Sr. Donna was born the youngest of six children to devout Catholic parents.  She spent her formative years in catholic schools and upon her high-school graduation, entered into a religious order as a novice nun.  Seeing the potential in Sr. Donna, her congregation sent her to a catholic university to study nursing.  Upon graduation, she returned to practice in the hospital in which her congregation owned and operated.  Continuing to see her potential, she pursued her master’s degree in nursing and leadership.  Upon returning to the hospital, she assumed a leadership role at the hospital.

Through her career, Sr. Donna was extremely intelligent, goal-oriented, driven and motivated to succeed.  She had highly defined problem-solving skills and an intimate knowledge of the organization, since she was part owner.  Her leadership skills were evident in her positive performance evaluations.  Her nurses were excellent and were valued in the community for their volunteer activities.

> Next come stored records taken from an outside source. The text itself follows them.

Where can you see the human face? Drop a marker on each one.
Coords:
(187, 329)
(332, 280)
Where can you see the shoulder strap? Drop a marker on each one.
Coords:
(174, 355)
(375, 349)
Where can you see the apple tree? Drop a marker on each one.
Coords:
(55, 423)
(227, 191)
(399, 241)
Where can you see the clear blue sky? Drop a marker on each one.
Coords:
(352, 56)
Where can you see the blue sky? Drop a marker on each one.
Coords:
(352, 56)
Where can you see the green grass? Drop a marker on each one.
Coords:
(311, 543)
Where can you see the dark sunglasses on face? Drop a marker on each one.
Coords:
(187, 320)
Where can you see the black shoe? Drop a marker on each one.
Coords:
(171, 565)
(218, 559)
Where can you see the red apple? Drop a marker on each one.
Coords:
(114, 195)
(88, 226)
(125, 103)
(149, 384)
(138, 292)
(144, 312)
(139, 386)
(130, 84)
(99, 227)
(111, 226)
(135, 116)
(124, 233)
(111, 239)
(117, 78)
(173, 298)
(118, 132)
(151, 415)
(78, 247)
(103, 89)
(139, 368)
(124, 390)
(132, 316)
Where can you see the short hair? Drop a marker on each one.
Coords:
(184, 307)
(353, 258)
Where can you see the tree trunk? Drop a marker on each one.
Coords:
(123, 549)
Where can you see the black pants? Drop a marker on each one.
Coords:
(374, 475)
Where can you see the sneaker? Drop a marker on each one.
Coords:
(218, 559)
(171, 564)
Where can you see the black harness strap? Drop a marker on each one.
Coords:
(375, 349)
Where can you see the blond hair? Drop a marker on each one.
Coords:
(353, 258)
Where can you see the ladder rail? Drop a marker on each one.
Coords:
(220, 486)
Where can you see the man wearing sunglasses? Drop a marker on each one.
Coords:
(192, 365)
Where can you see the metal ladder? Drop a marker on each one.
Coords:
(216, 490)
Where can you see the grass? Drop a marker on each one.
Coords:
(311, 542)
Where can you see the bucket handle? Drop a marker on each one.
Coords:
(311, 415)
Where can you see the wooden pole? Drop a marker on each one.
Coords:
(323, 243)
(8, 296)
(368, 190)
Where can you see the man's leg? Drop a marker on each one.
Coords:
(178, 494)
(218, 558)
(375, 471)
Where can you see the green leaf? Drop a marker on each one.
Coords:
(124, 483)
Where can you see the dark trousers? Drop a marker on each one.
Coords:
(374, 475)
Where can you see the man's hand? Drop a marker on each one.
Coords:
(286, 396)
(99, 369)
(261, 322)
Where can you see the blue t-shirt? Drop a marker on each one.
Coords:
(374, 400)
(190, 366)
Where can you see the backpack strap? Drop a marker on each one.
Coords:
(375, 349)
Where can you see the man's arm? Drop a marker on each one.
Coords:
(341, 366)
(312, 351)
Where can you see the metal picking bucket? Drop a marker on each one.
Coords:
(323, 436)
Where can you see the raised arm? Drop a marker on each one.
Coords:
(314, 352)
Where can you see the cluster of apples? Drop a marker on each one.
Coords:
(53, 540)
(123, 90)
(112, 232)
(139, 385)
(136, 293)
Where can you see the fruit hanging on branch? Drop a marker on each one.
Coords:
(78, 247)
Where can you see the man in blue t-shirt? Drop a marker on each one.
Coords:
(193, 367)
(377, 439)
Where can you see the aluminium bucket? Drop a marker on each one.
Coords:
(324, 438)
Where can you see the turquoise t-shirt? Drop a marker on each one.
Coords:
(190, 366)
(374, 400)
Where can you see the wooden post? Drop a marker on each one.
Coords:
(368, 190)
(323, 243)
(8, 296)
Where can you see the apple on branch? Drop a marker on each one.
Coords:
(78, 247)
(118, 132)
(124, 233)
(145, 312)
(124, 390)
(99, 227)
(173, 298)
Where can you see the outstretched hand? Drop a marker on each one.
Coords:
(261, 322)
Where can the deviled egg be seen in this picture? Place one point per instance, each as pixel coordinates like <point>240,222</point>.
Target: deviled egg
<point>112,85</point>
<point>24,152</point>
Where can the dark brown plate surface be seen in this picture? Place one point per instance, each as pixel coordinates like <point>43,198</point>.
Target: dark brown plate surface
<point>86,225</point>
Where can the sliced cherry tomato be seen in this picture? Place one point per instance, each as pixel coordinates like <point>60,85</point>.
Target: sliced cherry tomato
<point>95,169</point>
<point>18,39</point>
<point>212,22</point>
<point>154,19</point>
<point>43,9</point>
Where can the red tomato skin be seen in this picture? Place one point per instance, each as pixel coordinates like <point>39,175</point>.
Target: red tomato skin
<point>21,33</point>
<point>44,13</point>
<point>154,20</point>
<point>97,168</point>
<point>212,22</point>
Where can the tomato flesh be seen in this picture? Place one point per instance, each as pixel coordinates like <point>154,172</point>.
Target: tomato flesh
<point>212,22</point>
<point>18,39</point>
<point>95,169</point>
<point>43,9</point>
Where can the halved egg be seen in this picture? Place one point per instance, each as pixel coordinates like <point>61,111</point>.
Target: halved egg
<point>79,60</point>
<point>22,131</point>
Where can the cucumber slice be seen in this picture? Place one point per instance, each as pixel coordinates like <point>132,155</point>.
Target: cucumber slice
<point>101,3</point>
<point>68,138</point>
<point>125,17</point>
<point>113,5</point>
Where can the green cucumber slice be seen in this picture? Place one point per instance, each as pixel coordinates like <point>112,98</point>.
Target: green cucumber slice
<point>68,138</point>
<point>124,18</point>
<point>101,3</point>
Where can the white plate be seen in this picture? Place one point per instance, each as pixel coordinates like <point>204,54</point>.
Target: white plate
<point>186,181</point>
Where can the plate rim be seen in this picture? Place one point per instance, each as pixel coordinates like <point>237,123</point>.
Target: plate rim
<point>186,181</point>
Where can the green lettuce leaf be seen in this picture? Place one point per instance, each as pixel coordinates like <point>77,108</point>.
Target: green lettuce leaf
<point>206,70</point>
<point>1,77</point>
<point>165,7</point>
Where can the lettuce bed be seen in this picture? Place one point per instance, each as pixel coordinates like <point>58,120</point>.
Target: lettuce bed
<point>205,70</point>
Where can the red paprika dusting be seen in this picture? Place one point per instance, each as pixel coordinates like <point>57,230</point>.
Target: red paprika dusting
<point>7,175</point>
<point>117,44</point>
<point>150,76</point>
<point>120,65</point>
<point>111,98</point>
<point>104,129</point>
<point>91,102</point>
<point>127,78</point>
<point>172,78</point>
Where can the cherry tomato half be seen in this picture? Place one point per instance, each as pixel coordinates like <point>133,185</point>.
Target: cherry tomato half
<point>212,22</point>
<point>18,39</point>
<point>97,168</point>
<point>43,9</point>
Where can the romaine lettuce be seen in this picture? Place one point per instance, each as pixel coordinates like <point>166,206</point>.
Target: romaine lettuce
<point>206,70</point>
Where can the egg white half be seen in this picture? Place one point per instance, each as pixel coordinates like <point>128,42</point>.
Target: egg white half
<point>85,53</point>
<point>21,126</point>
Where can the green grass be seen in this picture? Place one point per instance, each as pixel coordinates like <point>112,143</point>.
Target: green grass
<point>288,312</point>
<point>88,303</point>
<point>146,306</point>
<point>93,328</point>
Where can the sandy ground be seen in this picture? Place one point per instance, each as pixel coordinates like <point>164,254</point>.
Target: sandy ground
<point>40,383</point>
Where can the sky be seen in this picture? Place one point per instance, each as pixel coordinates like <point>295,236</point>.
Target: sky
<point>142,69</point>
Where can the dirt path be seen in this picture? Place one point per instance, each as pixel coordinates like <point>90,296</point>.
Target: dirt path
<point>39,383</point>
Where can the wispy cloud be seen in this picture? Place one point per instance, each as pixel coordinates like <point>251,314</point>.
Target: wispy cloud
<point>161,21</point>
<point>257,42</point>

A very apparent downside to Sr. Donna’s leaderhsip ability was her lack of social judgement skills.  To be an effective leader, theorists suggest that in addition to knowledge leaders need to demonstrate above average people skills.  She was considered by arrogant, aloof and at times, non-caring.  It was believed that she was able to accomplish things because people were intimidated by her.

One of the reasons that people felt intimidated by Sr. Donna was because she continued to wear her habit, dress and cross during a time when nuns were trying to better integrate themselves into general society.  People who have had experiences with nuns or sisters when they were young may continue to have negative feelings towards them.  In Elizabeth Kuhns’ 2007 book, “The Habit: A History of the Clothing of Catholic Women”, it was noted that the habit has been used to instill unquestioning conformity.  The use of this type of clothing attire may have contributed towards Sr. Donna’s sense of being superior to others.

So this leads to the question, just how much can a person’s appearance or clothing impact how they are perceived by others?  Can their uniform, in this case, a nun’s habit, be so strong that it overtakes other leadership skills?  Or can that uniform cause such intimidation that workers will do anything for that person in uniform?